Tuesday, November 8, 2011

"Pass The Dutchie"

We docked at Grand Cayman this morning, but have yet to go ashore.  Jordan is still passed out and thank God for that.  We were both nursing a monumentally unnatural swerve yesterday morning.

Jamaica (and Pass The Dutchie) was an eye-opener.  Before we went onshore yesterday, we were different people, but the intensity of this trip finally caught up with us after getting back on the boat. 

Then, after another truly frightening session with “Pass The Dutchie”, we had to snap out of it.  And I don’t mean mellow out.  We had to drop all of this crazy bullshit, because by that point we were looking out over the river of sanity, and about to fall headlong downward into the arms of the fucking spirit-Sphinx.

Jordan and I are crazy people, but we’re not totally far gone.  We like to have fun, and we do it up right, but I don’t think either of us really realized what listening to Pass The Dutchie, barely eating, laughing constantly, and drinking like a Viking would do to push us into new, seriously crazy territory…  Cabin fever!

Cabin fever.  God.  No more.

So we both, in a very amazingly unspoken way, spent the rest of the night as actual, normal, polite and respectful human beings.  When we ate dinner we just basically talked about tuna, and tried not to mention Pass The Dutchie.  We tried not to laugh, and bring back the cosmic Jester into the room.  And man, we are better fucking folks now.
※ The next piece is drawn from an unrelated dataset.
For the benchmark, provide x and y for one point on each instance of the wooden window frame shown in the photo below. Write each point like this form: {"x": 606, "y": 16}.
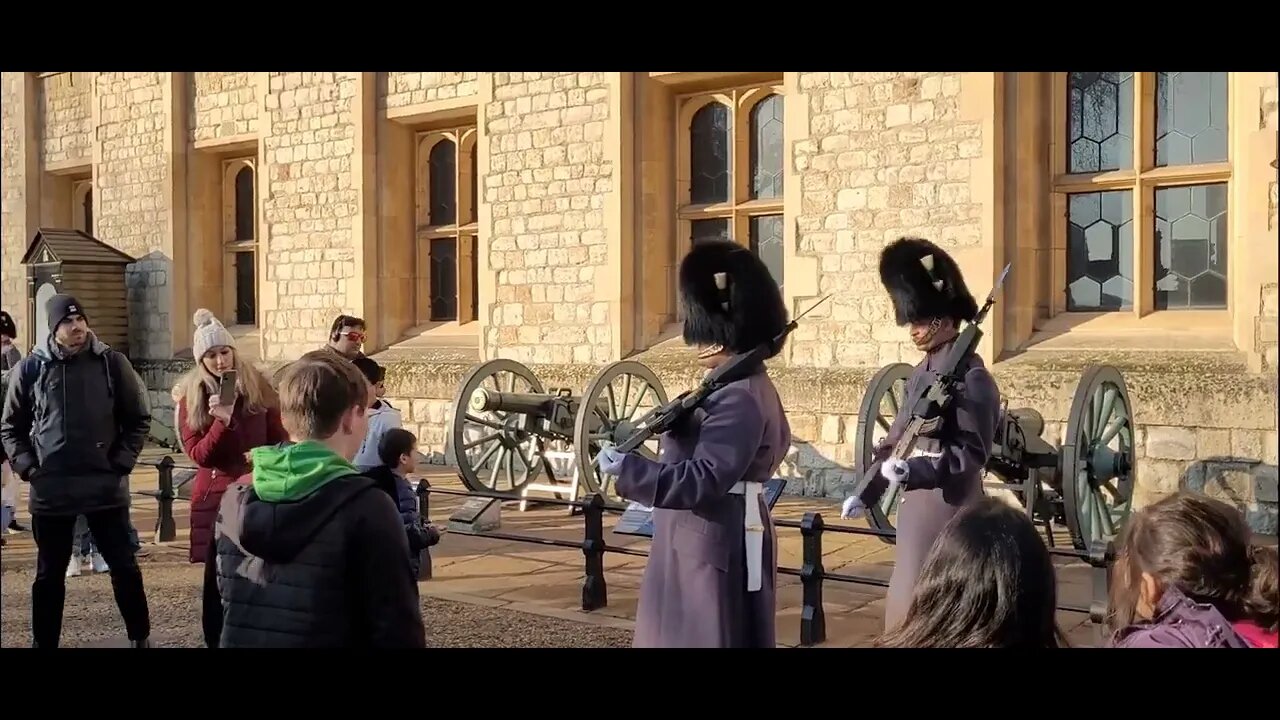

I feel great, exorcised.  You stare into the eye of the lion and it’s freaking you out, and you want to run.  So help me god you want to run.  I wanted to run.  As God as my witness I had a minor panic attack during our last Pass The Dutchie session, tormented and freaked the fuck out I stand here to tell you that I said aloud on Novemer 7th 2011 in the Carribean “Dude, Pass The Dutchie is making me lose my shit.”

Jordan of course was on no solid ground, no, he was on sandy land too, and all he could do was laugh, buckled over watching me bang my head frantically against my bed, tickled pink about the unreal nature of the situation.

I had to force myself to take deep breaths while listening to “Pass The Dutchie” because “Pass The Dutchie” was scaring the shit out of me.  Pass The Dutchie was making me panic.  What.  The.  Fuck.

And, I’m sure you can feel me on this one, that’s all we needed.  We snatched the candy from the eye of the lion and as we should have known it was just a grape-flavored magic mushroom in the shape of a Bob Marley smiling down over a glow-in-the-dark yin-yang.  Good for us, at least we staked our psychic ground there before we headed back to safety.

Last night was blissfully quiet.  It was like a monastery.  We didn’t say much to each other, we didn’t need to.  We did our own thing, and did it like normal people.

Draw your own implications about the magnitude of what I am recounting of yesterday, and keep in mind we did not know what we had been getting into, no one can know, it’s just too weird.

I wandered around the ship last night in silent reflection, and the more I contemplated the days’ events the more I realized most of my problems really weren’t what I thought them to be.  Really all that was troubling me was “Pass The Dutchie”.  The more and more I thought about it the more and more it became clear, “Fuck, it was pass the Dutchie all along.”  I was so grateful to be alive.  I am happier now because of that song.

Which makes me question my initial impressions of Jamaica.  Fuck dangerous, Jamaica was fucking priceless.  It was like the most beautiful Faberge egg of an island you could imagine, like a Picasso of forest, mountains, old shacks, colorful and hip islanders, toughness, poetic beauty, so fuck the danger.  That just makes Jamaica metal.

Judging from the looks of the island from the boat, Grand Cayman looks about as interesting as Branson, Missouri.  It’s got a very fucking Missouri way about it.

I was able to actually keep down food yesterday shortly before our last “Pass The Dutchie” trip, and I was finally able to try the leftover Jamaican jerk chicken we’d brought back to the ship.  Fuuuuuuuuuuuuuuck.   Oh my fucking sweet nonsense fuck it was just as beautiful as the island of Jamaica, like Roscoe’s Chicken and Waffles priceless but with the bonus magic of habaneros!!!